Think of blockchain as a secure list where everyone has a copy of the list and agrees on any changes made. Think about how you use lists to manage events. Frequently you will start with everything that needs done for an event. But what happens when you pass the list around for others to comment on or make changes? How do you keep track of the changes? Isn’t incorporating the changes an extra step that can make for a painful process? A blockchain would allow you to control and accept changes, much like track changes does in Microsoft Word. Unless you are using multi-user access through SharePoint and Word 2016, you frequently send the document via email instead of having everyone update the same document at the same time. The record of the transactions for a blockchain is kept on multiple computers at the same time, called a distributed ledger. However, once the transaction is recorded, it can not be changed. Blockchains are inherently resistant to modification of the data.

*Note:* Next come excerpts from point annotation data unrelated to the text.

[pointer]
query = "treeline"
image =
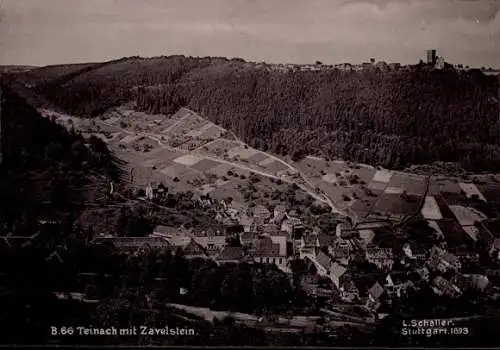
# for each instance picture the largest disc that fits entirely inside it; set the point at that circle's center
(390, 118)
(133, 291)
(46, 171)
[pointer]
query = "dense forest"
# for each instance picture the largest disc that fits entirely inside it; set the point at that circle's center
(46, 172)
(392, 118)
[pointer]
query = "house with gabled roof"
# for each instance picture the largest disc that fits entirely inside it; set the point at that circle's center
(397, 283)
(194, 250)
(316, 286)
(248, 239)
(442, 286)
(280, 238)
(442, 261)
(489, 236)
(155, 189)
(268, 252)
(230, 255)
(348, 290)
(309, 244)
(293, 226)
(136, 244)
(340, 249)
(261, 212)
(381, 257)
(278, 219)
(374, 294)
(326, 240)
(279, 210)
(236, 209)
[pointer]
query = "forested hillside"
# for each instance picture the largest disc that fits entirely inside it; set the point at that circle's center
(390, 118)
(46, 172)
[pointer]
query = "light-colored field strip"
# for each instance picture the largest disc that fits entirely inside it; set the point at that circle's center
(472, 231)
(375, 185)
(111, 120)
(330, 178)
(315, 158)
(430, 210)
(242, 152)
(393, 190)
(188, 159)
(466, 216)
(266, 161)
(435, 226)
(470, 190)
(129, 139)
(367, 235)
(382, 176)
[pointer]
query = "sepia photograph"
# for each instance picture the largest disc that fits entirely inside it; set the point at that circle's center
(250, 173)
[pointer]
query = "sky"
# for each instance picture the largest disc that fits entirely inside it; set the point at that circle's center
(42, 32)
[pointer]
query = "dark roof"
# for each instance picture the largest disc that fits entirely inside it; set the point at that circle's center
(135, 242)
(261, 212)
(338, 270)
(326, 240)
(231, 253)
(310, 240)
(271, 229)
(266, 247)
(248, 236)
(194, 248)
(280, 208)
(324, 260)
(399, 277)
(376, 290)
(168, 230)
(279, 218)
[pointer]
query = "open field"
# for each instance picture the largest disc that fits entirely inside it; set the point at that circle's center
(444, 185)
(205, 165)
(453, 233)
(471, 190)
(395, 204)
(430, 209)
(467, 216)
(241, 152)
(445, 211)
(412, 184)
(219, 147)
(382, 176)
(276, 166)
(257, 158)
(376, 185)
(491, 192)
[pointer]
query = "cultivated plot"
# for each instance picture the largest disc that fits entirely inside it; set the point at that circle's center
(412, 184)
(454, 234)
(257, 158)
(205, 165)
(276, 166)
(491, 192)
(430, 210)
(382, 176)
(396, 204)
(471, 190)
(188, 159)
(241, 152)
(467, 216)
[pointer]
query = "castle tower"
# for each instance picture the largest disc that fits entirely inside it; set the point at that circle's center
(431, 57)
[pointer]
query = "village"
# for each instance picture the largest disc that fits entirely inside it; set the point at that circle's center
(394, 232)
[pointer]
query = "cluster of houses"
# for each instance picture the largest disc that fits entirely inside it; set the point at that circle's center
(258, 234)
(340, 66)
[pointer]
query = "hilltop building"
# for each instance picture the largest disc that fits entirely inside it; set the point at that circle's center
(431, 57)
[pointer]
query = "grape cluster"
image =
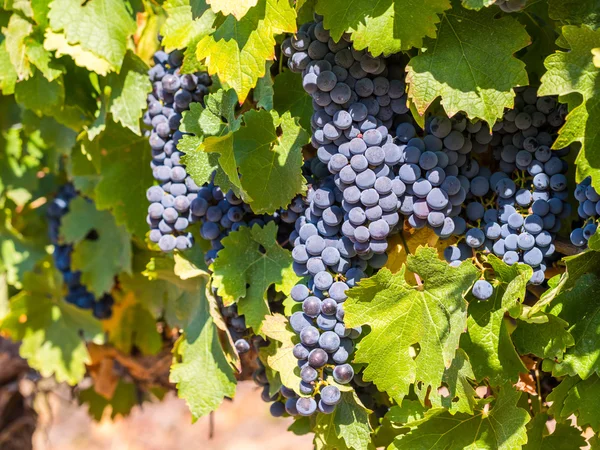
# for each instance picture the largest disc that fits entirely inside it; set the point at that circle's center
(218, 213)
(356, 98)
(77, 293)
(515, 212)
(588, 210)
(435, 172)
(172, 93)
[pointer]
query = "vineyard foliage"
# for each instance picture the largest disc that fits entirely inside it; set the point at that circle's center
(445, 370)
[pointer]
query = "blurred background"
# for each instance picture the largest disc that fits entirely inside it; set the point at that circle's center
(242, 424)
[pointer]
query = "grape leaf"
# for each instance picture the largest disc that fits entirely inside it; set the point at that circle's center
(101, 27)
(199, 164)
(577, 266)
(8, 75)
(182, 26)
(579, 307)
(101, 259)
(123, 153)
(578, 397)
(469, 73)
(16, 33)
(263, 92)
(395, 421)
(40, 95)
(487, 341)
(122, 402)
(576, 12)
(401, 316)
(132, 325)
(503, 428)
(237, 8)
(386, 26)
(270, 162)
(129, 90)
(563, 436)
(58, 43)
(237, 50)
(549, 339)
(250, 262)
(291, 96)
(460, 395)
(165, 293)
(574, 71)
(52, 332)
(477, 4)
(278, 355)
(202, 374)
(346, 428)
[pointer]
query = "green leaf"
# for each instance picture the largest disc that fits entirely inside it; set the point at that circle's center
(563, 436)
(16, 34)
(123, 153)
(469, 73)
(129, 90)
(401, 316)
(291, 96)
(549, 339)
(346, 428)
(8, 75)
(237, 8)
(237, 50)
(101, 259)
(477, 4)
(101, 27)
(40, 95)
(250, 262)
(580, 307)
(459, 395)
(395, 421)
(182, 26)
(263, 92)
(132, 325)
(202, 374)
(52, 332)
(387, 26)
(503, 428)
(57, 42)
(578, 397)
(574, 71)
(487, 341)
(199, 164)
(576, 12)
(269, 161)
(122, 402)
(278, 355)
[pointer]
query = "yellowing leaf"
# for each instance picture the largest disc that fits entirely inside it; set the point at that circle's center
(386, 26)
(101, 27)
(52, 332)
(403, 244)
(57, 42)
(237, 8)
(181, 26)
(237, 50)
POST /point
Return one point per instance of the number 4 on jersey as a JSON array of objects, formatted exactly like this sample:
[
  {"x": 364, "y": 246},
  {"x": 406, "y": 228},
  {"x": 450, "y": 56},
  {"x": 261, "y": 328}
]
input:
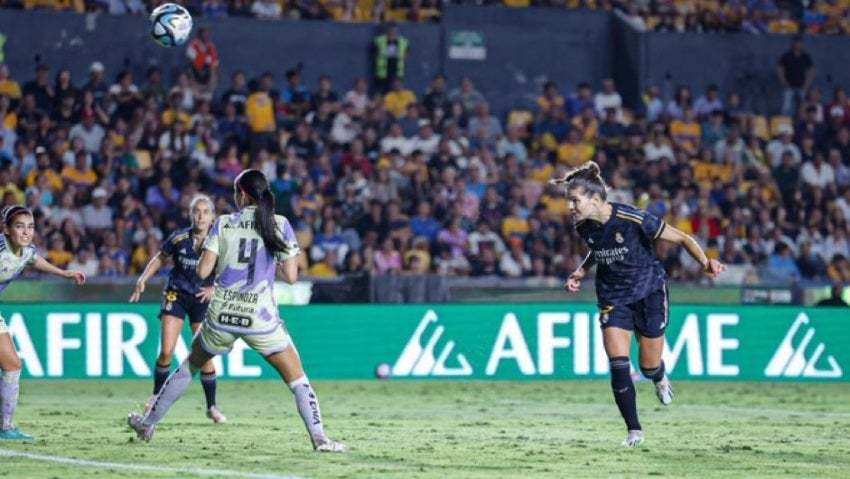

Now re-think the business case for an event where you have issued contracts or have agreements for service, media, or food. You are used to seeing these contracts. But what if you could issue a contract in a standard way, make changes according to the rules of the contract, verify the service was received, and authorize payment for the service without needing to receive an invoice, approve the invoice, and create a payment or check to pay for the service? In other words, the transactions become more seamless and secure at the same time. If you can begin to picture almost any category of transaction being this easy, you can understand the excitement around blockchain.
Blockchain becomes an enabling technology for a whole new way of processing transactions. There will be public blockchains, private blockchains, and specialized blockchains much like the varieties of cryptocurrencies like Bitcoin, Ethereum, Litecoin, and many more. We expect offerings from vendors to automate the transaction process, turning them into a black box much like your credit card. Others will build private and specialized blockchains changing commerce around the world.